Les populations d'origine wallonne - mais également germanique - qui s'installent à cette époque dans ces contrées sont essentiellement des paysans qui tentent d'échapper à la disette, à la surpopulation des campagnes produite par l'expansion démographique. Par exemple, la tradition en vigueur au XVe siècle parmi les Wallons de Hongrie voulait que leurs ancêtres prennent leurs origines dans la province de Liège, qu'ils auraient été contraints de quitter en raison de la pénurie de nourritures. Cette tradition s'effaçant peu à peu au XVe siècle, la communauté s'adressa au Conseil liégeois pour lui demander de confirmer cette origine sur base des chroniques.
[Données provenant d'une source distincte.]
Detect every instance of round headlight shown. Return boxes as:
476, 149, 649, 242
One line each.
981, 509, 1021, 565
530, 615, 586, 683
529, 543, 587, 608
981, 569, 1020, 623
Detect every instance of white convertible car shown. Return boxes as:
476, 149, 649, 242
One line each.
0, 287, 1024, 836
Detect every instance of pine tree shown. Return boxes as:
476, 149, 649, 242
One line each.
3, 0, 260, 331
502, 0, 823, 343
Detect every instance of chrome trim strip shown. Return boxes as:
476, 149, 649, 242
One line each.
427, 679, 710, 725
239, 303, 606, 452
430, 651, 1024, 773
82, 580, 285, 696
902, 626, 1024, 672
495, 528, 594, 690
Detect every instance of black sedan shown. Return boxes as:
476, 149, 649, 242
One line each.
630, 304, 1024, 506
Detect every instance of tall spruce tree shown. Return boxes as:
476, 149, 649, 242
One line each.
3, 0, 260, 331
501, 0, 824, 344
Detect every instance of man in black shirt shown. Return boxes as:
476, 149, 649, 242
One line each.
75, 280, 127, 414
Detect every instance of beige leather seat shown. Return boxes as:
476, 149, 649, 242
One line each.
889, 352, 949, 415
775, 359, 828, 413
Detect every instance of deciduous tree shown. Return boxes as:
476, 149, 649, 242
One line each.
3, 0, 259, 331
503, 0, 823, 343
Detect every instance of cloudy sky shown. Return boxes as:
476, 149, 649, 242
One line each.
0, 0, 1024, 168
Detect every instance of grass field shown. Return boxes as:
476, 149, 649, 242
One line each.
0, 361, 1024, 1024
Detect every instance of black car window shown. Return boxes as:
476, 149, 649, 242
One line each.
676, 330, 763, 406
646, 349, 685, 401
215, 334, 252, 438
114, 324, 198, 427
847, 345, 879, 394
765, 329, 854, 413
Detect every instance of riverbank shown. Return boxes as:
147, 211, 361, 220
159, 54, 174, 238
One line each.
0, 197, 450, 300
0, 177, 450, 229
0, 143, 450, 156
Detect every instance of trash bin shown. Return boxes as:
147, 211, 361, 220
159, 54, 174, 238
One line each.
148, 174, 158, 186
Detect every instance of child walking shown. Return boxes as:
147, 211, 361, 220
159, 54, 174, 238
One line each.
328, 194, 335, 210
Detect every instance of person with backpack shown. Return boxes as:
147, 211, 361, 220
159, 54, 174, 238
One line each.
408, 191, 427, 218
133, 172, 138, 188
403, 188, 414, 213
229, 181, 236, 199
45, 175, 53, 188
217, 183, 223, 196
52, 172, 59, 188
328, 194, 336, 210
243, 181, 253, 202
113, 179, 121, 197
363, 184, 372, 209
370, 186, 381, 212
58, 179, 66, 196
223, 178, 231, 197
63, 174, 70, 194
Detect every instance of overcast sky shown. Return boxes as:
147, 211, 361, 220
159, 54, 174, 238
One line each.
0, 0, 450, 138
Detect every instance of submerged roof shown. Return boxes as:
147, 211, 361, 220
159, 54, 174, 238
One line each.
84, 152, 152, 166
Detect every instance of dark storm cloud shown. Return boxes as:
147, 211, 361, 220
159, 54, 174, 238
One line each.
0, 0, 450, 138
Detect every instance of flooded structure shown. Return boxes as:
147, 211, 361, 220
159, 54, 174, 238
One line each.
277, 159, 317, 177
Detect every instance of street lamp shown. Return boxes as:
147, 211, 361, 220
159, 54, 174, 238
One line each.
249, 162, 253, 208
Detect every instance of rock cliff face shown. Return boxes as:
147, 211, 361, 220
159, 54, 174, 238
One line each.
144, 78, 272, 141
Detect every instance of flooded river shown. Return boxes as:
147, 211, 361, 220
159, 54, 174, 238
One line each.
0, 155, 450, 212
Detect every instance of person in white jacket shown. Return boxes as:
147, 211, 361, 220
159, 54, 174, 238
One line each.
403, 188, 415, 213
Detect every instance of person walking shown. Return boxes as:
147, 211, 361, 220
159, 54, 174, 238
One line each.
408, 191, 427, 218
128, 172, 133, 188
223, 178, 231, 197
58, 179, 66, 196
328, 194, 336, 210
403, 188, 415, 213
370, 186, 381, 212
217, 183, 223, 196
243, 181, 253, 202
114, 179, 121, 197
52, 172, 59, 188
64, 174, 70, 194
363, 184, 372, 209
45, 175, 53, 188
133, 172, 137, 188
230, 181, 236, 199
Ces recherches attestèrent que des Wallons ayant quitté la province de Liège en raison de la famine qui y sévissait, émigrèrent vers la Hongrie durant la période couvrant les années 1042-1052 et s'établirent dans plusieurs villages appelés dans le langage populaire gallica loca. Ils étaient accompagnés par des Hongrois qui, affamés eux aussi, s'étaient établis dans la province de Liège en 1029 et auxquels l'évêque de Liège de l'époque avait assuré des lieux d'habitation à Liège et à Huy, entre autres.

A cette population d'origine paysanne, viendront vite s'adjoindre, dès le XIIe siècle, des artisans, des commerçants d'origine wallonne. Ils étaient issus de villes qui vivaient une phase de développement particulièrement faste, résultat conjoint et solidaire de la croissance démographique et de l'expansion des échanges internationaux. Ces relations d'abord commerciales vont représenter une ouverture sur le monde et stimuler l'échange des hommes et des techniques. Riches de leurs compétences, les cités mosanes vont envoyer des travailleurs du fer et de la laine.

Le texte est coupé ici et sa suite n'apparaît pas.